A federal grand jury in Portland, Oregon, returned an indictment charging an Oregon Department of Human Services employee with kidnapping a woman with significant disabilities in his care, driving her to a secluded location, and engaging with her in sexual misconduct.
Zakary Glover, 28, of Lebanon, Oregon, is charged with depriving the victim of her constitutional right to bodily integrity while acting under the color of law. The indictment alleged that his conduct included attempted sexual abuse and kidnapping. Glover is also charged with kidnapping.
According to the indictment, Glover served as a direct support crisis specialist for the Oregon Department of Human Services, Office of Developmental Disabilities Stabilization and Crisis Unit (SACU). SACU operates several 24-hour crisis residential programs in Oregon that serve individuals with intellectual and developmental disabilities. Glover was tasked with ensuring the health, safety, and security of the individuals who lived at the residential facility where he worked. The victim, who has severe autism, cognitive deficits and communicates mostly by using pictures, videos, and drawings, was one of the individuals under Glover’s care.

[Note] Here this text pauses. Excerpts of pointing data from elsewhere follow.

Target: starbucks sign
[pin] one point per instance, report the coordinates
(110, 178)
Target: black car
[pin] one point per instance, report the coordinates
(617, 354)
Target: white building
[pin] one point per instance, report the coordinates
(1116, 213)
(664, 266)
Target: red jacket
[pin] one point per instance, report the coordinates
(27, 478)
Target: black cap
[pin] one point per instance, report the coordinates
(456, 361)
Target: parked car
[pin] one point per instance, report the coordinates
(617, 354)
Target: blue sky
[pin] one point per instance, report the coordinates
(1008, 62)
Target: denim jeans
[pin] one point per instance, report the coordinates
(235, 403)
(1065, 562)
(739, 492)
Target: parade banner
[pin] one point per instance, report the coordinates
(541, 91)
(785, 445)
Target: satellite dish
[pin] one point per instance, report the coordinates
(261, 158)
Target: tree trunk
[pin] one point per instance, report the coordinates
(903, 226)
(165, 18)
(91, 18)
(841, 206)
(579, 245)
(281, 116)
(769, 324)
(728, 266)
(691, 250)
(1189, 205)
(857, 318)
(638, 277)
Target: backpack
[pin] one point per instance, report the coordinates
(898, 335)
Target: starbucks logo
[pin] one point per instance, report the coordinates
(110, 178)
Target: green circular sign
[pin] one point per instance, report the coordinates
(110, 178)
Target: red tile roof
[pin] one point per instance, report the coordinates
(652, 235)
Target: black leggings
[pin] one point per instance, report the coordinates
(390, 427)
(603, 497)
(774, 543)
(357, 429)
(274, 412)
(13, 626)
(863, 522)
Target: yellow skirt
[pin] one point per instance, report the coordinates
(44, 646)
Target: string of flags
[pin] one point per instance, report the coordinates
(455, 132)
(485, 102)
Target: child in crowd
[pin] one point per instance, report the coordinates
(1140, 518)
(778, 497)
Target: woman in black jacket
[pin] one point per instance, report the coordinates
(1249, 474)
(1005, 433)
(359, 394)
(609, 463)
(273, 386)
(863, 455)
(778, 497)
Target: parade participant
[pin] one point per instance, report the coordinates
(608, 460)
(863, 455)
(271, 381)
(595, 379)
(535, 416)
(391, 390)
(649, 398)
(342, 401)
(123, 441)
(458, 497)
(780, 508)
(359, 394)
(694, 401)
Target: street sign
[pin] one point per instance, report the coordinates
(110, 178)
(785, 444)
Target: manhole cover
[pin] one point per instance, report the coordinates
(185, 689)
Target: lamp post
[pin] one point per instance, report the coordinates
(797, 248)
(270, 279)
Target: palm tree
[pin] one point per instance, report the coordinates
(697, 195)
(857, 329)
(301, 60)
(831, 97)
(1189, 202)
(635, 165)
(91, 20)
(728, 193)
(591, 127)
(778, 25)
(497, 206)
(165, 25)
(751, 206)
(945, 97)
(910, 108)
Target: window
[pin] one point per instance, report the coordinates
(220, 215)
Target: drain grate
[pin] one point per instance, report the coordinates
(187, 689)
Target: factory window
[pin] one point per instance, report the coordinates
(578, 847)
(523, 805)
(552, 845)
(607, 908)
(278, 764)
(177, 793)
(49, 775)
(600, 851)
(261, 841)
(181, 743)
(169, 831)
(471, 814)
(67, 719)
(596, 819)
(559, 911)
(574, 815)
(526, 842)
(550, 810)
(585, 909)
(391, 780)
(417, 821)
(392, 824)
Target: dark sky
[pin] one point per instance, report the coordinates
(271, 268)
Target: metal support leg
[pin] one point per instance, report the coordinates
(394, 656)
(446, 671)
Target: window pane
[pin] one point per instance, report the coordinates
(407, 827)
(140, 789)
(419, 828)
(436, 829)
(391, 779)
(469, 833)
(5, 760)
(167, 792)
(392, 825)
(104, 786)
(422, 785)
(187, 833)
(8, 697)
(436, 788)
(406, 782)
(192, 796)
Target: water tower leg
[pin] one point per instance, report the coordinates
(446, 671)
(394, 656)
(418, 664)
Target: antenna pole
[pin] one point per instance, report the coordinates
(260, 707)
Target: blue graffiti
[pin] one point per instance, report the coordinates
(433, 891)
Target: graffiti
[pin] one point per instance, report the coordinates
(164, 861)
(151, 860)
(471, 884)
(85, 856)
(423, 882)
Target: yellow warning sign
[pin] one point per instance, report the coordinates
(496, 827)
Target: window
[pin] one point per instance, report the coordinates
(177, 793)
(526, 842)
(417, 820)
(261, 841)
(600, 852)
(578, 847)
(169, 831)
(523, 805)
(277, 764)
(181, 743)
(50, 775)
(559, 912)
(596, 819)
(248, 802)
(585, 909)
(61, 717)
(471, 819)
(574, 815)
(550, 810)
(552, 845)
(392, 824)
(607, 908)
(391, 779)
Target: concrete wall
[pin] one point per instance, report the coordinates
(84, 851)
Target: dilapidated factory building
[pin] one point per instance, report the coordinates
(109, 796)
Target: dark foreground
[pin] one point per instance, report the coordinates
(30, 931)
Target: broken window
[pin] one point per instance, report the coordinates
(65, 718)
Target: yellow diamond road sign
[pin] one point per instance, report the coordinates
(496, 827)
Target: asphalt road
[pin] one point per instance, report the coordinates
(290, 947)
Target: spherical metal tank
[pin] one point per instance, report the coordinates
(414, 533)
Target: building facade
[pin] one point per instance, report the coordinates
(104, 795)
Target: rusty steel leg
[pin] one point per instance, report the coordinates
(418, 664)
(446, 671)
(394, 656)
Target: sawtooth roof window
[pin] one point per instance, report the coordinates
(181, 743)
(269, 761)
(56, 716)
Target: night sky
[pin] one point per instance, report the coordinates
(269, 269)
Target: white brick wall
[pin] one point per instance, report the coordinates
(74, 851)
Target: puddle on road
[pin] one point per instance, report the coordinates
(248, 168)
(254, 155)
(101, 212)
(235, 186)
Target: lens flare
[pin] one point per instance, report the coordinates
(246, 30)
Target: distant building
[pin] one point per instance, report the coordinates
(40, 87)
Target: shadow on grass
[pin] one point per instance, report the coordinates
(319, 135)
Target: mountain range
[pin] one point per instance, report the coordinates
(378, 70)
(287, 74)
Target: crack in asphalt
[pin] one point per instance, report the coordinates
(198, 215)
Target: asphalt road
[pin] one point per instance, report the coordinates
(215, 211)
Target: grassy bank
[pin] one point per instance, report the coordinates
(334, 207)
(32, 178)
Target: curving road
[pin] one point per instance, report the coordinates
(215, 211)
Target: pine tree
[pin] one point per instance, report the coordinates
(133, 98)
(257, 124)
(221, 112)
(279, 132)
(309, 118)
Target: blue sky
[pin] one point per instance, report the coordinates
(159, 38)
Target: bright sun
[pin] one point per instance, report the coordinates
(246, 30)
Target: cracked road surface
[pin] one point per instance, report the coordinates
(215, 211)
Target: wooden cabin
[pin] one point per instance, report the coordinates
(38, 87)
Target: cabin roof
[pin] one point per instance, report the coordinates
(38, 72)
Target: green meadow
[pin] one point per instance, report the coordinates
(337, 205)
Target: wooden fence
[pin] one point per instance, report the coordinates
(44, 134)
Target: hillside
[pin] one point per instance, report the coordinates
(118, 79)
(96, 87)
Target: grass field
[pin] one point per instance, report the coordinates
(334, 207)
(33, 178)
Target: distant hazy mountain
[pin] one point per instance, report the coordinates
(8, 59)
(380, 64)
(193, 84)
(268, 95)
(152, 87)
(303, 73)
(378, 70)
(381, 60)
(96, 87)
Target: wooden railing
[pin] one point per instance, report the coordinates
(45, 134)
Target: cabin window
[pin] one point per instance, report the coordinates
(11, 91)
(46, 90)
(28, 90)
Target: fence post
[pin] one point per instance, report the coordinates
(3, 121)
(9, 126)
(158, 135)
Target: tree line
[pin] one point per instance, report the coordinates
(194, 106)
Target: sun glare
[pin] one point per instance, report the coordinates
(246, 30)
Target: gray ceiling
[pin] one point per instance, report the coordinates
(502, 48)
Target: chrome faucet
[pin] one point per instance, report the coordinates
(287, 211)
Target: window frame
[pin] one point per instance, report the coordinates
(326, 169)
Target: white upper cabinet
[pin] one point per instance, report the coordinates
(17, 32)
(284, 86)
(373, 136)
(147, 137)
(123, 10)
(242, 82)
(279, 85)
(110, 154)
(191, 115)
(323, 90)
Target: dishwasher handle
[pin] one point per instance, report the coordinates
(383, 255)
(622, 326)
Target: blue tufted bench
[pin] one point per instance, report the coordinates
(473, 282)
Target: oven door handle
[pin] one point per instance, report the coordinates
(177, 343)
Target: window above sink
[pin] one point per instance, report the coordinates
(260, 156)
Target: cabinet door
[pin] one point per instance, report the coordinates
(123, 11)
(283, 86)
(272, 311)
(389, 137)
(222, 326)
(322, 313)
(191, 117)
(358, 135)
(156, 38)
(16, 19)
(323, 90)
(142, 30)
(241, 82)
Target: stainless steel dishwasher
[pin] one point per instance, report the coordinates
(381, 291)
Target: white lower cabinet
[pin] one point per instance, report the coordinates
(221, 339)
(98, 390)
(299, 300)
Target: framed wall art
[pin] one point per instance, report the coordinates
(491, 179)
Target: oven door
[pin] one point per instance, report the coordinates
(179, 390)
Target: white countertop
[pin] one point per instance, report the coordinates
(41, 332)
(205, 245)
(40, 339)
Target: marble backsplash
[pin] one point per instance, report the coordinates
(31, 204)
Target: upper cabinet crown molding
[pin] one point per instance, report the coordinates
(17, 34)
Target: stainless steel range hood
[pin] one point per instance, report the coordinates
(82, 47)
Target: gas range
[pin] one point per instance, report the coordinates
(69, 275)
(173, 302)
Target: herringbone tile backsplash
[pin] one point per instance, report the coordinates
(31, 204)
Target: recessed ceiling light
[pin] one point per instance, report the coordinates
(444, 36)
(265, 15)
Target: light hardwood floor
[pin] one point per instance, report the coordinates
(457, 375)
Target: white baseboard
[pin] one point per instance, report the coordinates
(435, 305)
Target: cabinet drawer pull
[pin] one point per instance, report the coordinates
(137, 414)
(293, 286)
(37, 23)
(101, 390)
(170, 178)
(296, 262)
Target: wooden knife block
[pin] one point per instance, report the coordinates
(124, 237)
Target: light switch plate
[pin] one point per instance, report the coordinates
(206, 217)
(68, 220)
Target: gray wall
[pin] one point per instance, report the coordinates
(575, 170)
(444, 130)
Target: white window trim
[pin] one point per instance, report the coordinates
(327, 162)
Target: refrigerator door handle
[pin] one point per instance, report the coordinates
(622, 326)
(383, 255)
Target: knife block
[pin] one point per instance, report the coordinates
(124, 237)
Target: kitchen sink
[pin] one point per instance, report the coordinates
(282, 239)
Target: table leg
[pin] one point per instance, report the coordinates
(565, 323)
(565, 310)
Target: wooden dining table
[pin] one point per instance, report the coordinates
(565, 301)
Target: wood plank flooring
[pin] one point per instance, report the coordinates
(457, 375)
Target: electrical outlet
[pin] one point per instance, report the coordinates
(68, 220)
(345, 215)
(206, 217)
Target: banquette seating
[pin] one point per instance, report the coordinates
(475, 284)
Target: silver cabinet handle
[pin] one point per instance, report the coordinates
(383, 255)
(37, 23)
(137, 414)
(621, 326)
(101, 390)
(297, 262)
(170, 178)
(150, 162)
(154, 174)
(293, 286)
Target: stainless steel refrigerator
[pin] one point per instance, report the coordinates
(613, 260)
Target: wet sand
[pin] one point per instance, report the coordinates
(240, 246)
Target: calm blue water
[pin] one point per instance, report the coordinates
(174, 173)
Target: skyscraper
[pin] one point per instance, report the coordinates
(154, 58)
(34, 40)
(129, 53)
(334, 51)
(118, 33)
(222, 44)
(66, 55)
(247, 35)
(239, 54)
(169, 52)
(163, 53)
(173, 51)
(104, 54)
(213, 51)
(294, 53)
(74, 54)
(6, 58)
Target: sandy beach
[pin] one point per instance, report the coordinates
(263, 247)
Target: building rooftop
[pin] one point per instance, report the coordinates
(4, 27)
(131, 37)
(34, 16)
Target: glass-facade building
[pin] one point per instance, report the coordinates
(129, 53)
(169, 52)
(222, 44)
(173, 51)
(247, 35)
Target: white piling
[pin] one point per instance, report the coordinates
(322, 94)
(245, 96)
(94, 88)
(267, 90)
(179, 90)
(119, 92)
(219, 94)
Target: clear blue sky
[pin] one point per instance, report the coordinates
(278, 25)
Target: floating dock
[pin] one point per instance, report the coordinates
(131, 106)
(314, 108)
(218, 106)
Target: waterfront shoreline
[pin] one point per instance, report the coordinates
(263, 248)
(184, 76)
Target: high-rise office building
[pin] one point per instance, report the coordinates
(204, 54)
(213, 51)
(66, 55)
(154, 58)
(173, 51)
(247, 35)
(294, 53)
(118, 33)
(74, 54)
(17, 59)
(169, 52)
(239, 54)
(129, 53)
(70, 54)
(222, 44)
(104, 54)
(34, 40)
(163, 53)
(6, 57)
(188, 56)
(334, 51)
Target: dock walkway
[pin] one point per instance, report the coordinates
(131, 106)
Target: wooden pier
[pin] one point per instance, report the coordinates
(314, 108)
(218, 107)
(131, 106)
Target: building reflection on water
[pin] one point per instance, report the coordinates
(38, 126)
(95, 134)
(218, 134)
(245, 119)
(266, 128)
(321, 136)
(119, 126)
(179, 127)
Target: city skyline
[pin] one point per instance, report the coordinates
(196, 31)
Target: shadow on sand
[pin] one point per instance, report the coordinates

As part of his duties, Glover took the victim on outings in a secure van to fast-food restaurants. On Nov. 2, 2021, while on an outing with the victim, Glover is alleged to have driven down a dead-end road toward a cemetery in Aumsville, Oregon. Upon reaching the dead-end, he parked the van, opened the passenger rear door where the victim was sitting, lowered his shorts, grabbed the victim, and engaged in sexual misconduct.
If convicted, Glover faces a maximum sentence of life in prison.
Assistant Attorney General Kristen Clarke and U.S. Attorney Scott Erik Asphaug made the announcement.
This case is being investigated by the FBI’s Portland Field Office with assistance from the Oregon State Police. It is being prosecuted by Assistant U.S. Attorney Gavin Bruce for the District of Oregon, Special Litigation Counsel Fara Gold, and Trial Attorney Daniel Grunert of the Civil Rights Division’s Criminal Section.